Call Me Tonight, directed by Tatsuya Okamoto. 30 minutes. July 28, 1986.
The first Japanese OAV was Dallos, a s-f adventure (a poor rip-off of Robert Heinlein’s The Moon is a Harsh Mistress), released in December 1983. The third, in February 1984, was the pornographic Lolita Anime 1. Of 17 OAVs released during 1984, 11 were pornographic. Early OAVs quickly gained a reputation as all short and pornographic, with only a few exceptions. The most notorious was Urotsukidōji, directed by Hideki Takayama, based on the manga by Toshio Maeda. Urotsukidōji was commonly held to be the originator of “tentacle rape”, although there are earlier examples. The anime and Maeda got all the publicity, but Maeda said that Takayama’s liberal anime adaptation, released January 21, 1987, was too repugnant even for him – “but brilliant”. A March 1989 feature-length condensation of the first three OAVs as Urotsukidōji: Legend of the Overfiend was shown theatrically in New York.

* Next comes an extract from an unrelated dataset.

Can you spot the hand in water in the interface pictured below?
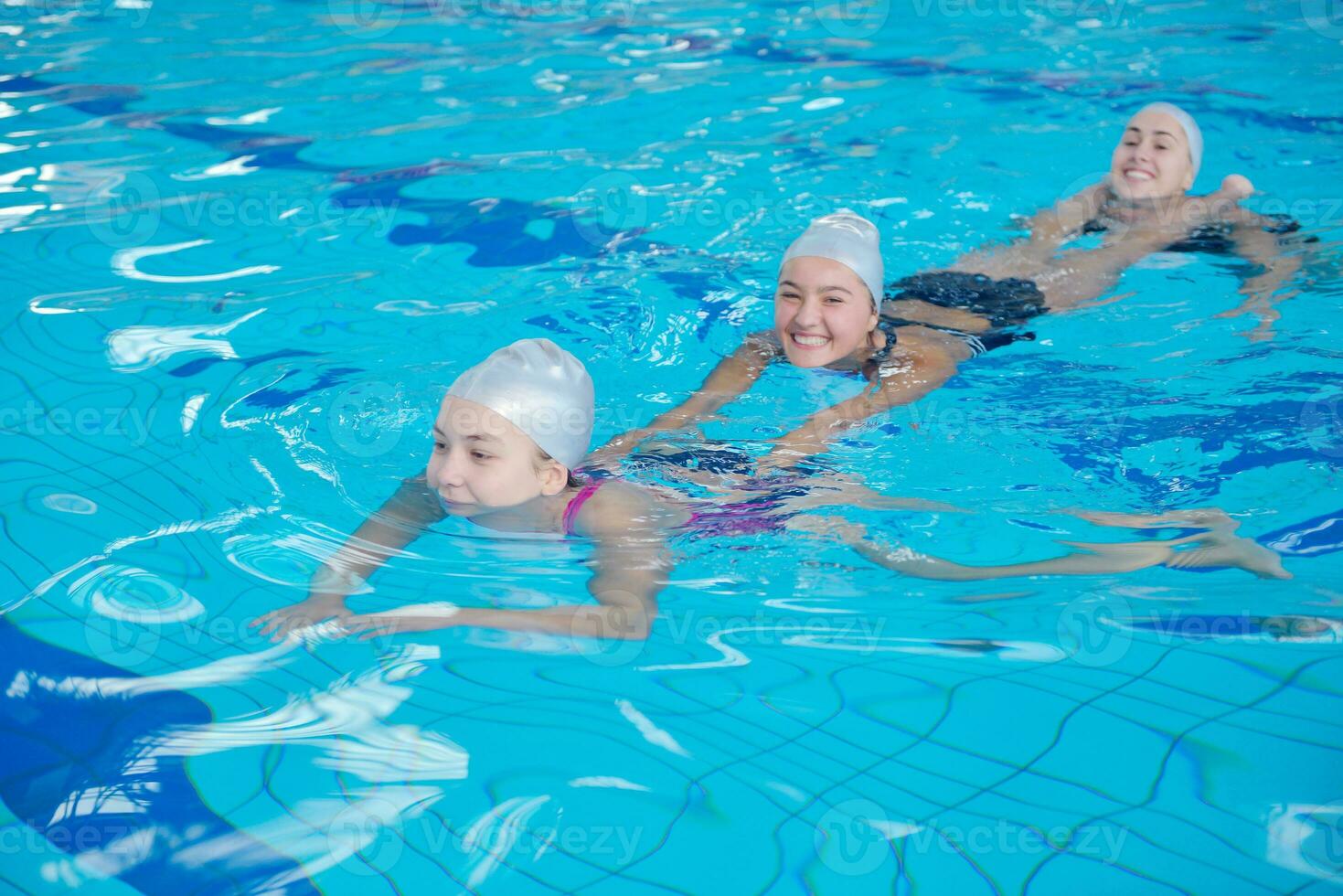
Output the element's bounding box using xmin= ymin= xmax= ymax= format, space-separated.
xmin=250 ymin=595 xmax=350 ymax=644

Call Me Tonight, a.k.a. Pink Noise vol. 1 (of four; the others are forgettable and have been forgotten), produced by AIC and C.Moon in 1986, was one of the first to have a real story and music, and to be erotically suggestive rather than outright pornographic: a romantic horror comedy rather than a sadistic rape/murder fest. This copy on YouTube shows the Bandai Visual “Emotion” logo that wasn’t used before 1999, showing both that Call Me Tonight has been rereleased since 1986, and that it’s considered tame enough, at least by Japanese standards, to get an unrestricted release.
A five girls’ apartment co-op in a big city (not specifically Tokyo) has started a Madonna telephone sex service. Rumi Natsumi, telephone name Suuko, is the leader. Emi and Yuki complain to her that a client, teenager Ryo Sugiura, is too weird for them. He claims that now that he’s developed sexually, masturbating or other sexual arousal makes his body mutate into a giant monster with lots of teeth and tentacles, ripping his clothes to shreds. He can’t afford to keep buying new clothes. Rumi goes to meet him in a coffee shop and suggestively prods him to demonstrate. He freaks out the other patrons. Rumi takes him to a movie theater showing a scary horror movie, and they learn that fear has the same effect on him. (There are visual references in Call Me Tonight to American horror like Weird Tales magazine and the horror novels of Frank Belknap Long.)
Rather than being horrified, Rumi takes this as a challenge. She tries to make him develop enough self-control that seeing something erotic or frightening won’t turn him into a monster. She takes a shower with him just outside; she shows him porno magazines; she stands in the rain to make her clothes see-through. What they don’t know is that two who were in the coffee shop, butch lesbian Maki Nohara and his weaker boyfriend/underling Hayata, have followed them.Maki is a horror fan and wants to know what’s going on. Maki and Hayata are met by Maki’s sister Oyuki, a teenage dominatrix and high schooler. Maki is excited about discovering a monster or maybe an alien, but Oyuki is more interested in the girl in their photo: she recognizes Rumi as a first-year student in her high school. Oyuki, who apparently doesn’t take Maki seriously, later confronts Rumi and orders her to turn Ryo over to her.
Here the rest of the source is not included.